On February 13, 2014, the California Attorney General issued an opinion that continuous videotaping surveillance of truck drivers did not constitute a misdemeanor under Labor Code section 1051 when the video file is inspected by a third party who is an agent of the driver's employer and the videotape surveillance is for the sole benefit of the driver's employer. 

Labor Code section 1051 provides, in pertinent part, that any person who requires, as a condition precedent to securing or retaining employment, that an employee or applicant be photographed for the purpose of furnishing the photograph to any other employer or third person, and the photograph can be used to the detriment of the employee, is guilty of a misdemeanor.

In the municipal and commercial transportation industry, there is a common practice of using video cameras to record the actions of a truck or bus driver.  Such cameras are usually operated by a third party, the system operator, who is under contract with the driver's employer.  The footage is usually recorded in a continuous loop.  When there is a "triggering event" such as hard braking, swerving or a collision, the video is saved and made available to the driver's employer.  System operators usually hold the video recording confidentially and only make the recording available to the driver's employer. 

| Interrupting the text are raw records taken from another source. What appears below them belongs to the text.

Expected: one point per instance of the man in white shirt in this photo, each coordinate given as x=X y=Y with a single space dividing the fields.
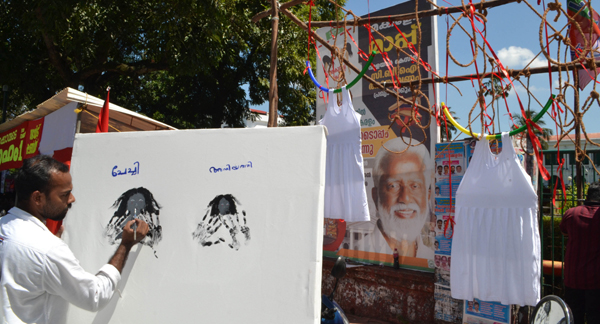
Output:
x=402 y=196
x=40 y=275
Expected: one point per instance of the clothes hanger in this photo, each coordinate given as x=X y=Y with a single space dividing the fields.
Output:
x=349 y=85
x=497 y=136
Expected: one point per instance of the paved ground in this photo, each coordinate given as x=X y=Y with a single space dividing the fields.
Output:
x=362 y=320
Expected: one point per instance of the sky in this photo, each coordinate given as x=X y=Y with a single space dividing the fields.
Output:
x=512 y=32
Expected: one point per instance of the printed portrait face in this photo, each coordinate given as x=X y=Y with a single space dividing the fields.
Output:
x=402 y=195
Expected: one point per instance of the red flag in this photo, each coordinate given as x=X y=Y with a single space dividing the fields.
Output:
x=588 y=21
x=102 y=126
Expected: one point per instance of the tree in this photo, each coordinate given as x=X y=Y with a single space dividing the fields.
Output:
x=187 y=63
x=544 y=135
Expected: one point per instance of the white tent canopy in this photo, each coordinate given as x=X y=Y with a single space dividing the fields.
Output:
x=93 y=104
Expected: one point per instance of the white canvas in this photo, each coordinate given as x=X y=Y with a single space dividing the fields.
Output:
x=274 y=277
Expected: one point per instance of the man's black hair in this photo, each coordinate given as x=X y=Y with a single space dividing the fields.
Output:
x=593 y=194
x=214 y=204
x=36 y=175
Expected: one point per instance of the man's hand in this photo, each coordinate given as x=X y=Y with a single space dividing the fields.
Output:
x=127 y=242
x=140 y=232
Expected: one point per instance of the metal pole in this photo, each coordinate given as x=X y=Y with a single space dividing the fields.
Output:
x=578 y=153
x=5 y=90
x=273 y=96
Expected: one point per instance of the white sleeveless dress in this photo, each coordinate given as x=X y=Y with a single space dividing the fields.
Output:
x=496 y=243
x=345 y=191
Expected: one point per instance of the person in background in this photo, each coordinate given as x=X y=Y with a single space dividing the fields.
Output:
x=40 y=274
x=582 y=259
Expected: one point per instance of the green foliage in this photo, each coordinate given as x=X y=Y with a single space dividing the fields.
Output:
x=544 y=135
x=190 y=63
x=568 y=200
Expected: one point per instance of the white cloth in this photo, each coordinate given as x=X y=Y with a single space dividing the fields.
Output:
x=496 y=243
x=41 y=276
x=59 y=129
x=345 y=191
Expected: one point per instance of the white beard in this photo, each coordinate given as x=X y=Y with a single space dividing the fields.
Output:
x=402 y=229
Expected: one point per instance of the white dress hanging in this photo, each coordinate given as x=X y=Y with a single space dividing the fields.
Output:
x=496 y=243
x=345 y=191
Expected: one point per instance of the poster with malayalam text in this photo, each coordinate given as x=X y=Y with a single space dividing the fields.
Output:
x=388 y=126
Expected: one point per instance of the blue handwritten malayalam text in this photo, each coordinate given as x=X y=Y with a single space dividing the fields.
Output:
x=134 y=171
x=229 y=167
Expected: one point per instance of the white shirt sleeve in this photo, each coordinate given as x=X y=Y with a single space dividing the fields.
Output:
x=63 y=276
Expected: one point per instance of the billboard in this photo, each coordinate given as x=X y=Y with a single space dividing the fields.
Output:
x=399 y=186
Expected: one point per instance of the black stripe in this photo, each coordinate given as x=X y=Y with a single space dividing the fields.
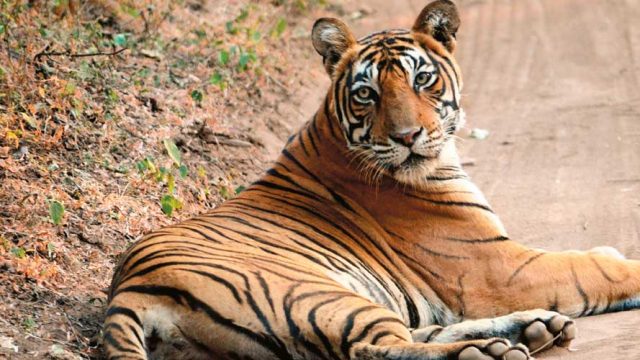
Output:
x=346 y=332
x=453 y=203
x=185 y=298
x=498 y=238
x=583 y=294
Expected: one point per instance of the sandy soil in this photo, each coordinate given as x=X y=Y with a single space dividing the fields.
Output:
x=557 y=84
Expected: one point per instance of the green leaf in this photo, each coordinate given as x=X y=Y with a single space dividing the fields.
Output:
x=223 y=57
x=183 y=170
x=18 y=252
x=280 y=27
x=120 y=40
x=169 y=204
x=29 y=323
x=142 y=166
x=56 y=212
x=171 y=183
x=69 y=89
x=231 y=29
x=197 y=96
x=244 y=61
x=255 y=36
x=51 y=249
x=173 y=151
x=244 y=13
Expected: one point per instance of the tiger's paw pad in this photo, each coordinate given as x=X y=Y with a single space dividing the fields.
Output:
x=559 y=330
x=497 y=349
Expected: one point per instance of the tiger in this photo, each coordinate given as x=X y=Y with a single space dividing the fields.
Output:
x=365 y=239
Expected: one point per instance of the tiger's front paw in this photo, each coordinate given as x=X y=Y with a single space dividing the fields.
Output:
x=557 y=330
x=495 y=349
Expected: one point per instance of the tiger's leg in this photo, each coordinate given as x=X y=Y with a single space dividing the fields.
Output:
x=344 y=325
x=513 y=278
x=537 y=329
x=491 y=349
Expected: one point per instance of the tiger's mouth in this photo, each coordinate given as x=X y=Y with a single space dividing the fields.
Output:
x=412 y=160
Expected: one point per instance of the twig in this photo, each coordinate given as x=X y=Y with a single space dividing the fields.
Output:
x=72 y=55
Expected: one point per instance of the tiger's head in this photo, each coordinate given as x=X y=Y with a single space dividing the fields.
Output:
x=396 y=93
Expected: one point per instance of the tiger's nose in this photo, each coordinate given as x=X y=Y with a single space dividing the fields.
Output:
x=406 y=137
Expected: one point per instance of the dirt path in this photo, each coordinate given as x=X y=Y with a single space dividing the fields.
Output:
x=557 y=85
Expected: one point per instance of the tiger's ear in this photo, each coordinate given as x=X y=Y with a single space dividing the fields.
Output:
x=439 y=19
x=331 y=39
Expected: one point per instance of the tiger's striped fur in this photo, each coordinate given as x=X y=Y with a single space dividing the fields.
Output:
x=365 y=240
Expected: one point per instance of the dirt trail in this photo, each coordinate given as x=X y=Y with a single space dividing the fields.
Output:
x=557 y=85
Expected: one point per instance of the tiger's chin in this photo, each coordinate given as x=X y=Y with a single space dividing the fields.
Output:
x=416 y=170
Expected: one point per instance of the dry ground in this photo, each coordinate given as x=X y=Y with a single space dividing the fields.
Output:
x=556 y=83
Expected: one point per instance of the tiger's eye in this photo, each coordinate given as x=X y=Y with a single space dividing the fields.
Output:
x=364 y=93
x=423 y=78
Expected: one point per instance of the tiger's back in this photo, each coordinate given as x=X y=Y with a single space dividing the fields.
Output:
x=249 y=271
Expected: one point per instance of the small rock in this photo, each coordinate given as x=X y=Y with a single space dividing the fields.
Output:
x=479 y=134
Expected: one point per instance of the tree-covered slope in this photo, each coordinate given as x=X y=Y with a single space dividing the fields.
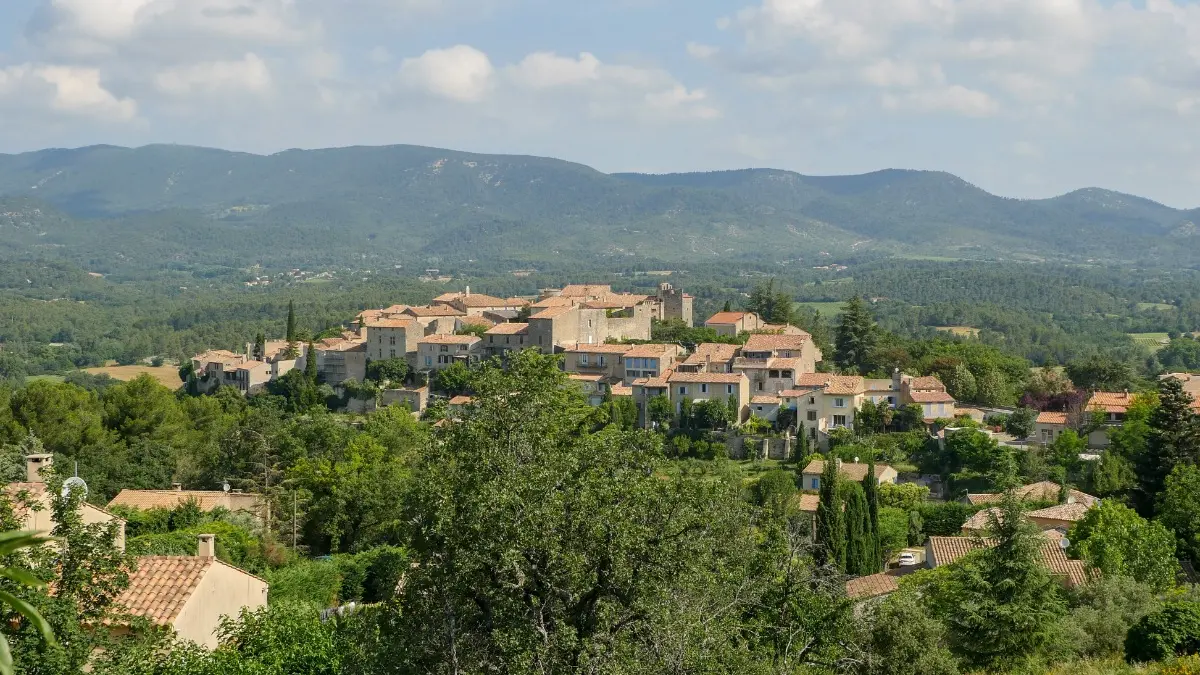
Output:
x=405 y=202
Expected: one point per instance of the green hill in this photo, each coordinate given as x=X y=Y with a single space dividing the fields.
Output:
x=166 y=204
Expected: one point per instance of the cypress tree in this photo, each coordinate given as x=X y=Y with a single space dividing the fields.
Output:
x=856 y=336
x=291 y=335
x=858 y=539
x=1174 y=440
x=831 y=535
x=871 y=493
x=310 y=363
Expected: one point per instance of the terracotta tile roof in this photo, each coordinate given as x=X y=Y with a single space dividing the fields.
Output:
x=448 y=340
x=551 y=312
x=949 y=549
x=555 y=302
x=708 y=377
x=208 y=500
x=871 y=586
x=759 y=342
x=982 y=519
x=586 y=290
x=162 y=585
x=1051 y=418
x=852 y=471
x=481 y=300
x=929 y=382
x=659 y=382
x=1110 y=401
x=508 y=329
x=649 y=351
x=725 y=317
x=845 y=384
x=809 y=503
x=391 y=323
x=712 y=352
x=598 y=348
x=1072 y=512
x=436 y=310
x=585 y=377
x=1043 y=491
x=930 y=398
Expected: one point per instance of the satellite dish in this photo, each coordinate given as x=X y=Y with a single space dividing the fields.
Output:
x=72 y=485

The Attorney General concluded that the practice described above does not violate Labor Code section 1051.  The Attorney General found that the intent of section 1051 was to prohibit the practice of blacklisting certain employees, or only allowing certain individuals into a particular trade.  The Attorney General noted a prior 1984 decision which held that section 1051 barred the taking of fingerprints and photographs by an employer for the purpose of furnishing them to a third party where the Los Angeles Olympic Organizing Committee was taking photographs and fingerprints of applicants and delivering them to a law enforcement agency in order to obtain criminal history information.  However, the Attorney General views that decision as a "narrow one."

The AG Office also stated that section 1051 does not stand as a universal barrier to the use of photographs or fingerprints for ensuring safety in the workplace.  It described the statute as "outdated."  In any event, the Attorney General concluded that section 1051 was not violated because the videotapes were transferred by an agent of the employer to the employer itself, and thus it was not given to any "other employer or third person" as required by the statute.  The Office concluded that section 1051 is not violated when an employer requires on-the-job videotaping of its employees for the employer's own use. 

Note:

The tension between privacy rights and safety is addressed by this Attorney General opinion, which though not binding upon the courts can be cited as persuasive authority.   In a case handled by Steve Berliner and James Oldendorph of our Los Angeles office, the Los Angeles County Superior Court ruled that Metrolink's installation and operation of an audio and video monitoring system in the cabs of Metrolink locomotives did not violate the locomotive engineers' privacy rights, due process rights, and that the actions were not preempted by state law.

Ops.Cal. Atty Gen. No. 12-1101 (February 14, 2014) [2014 WL 587948].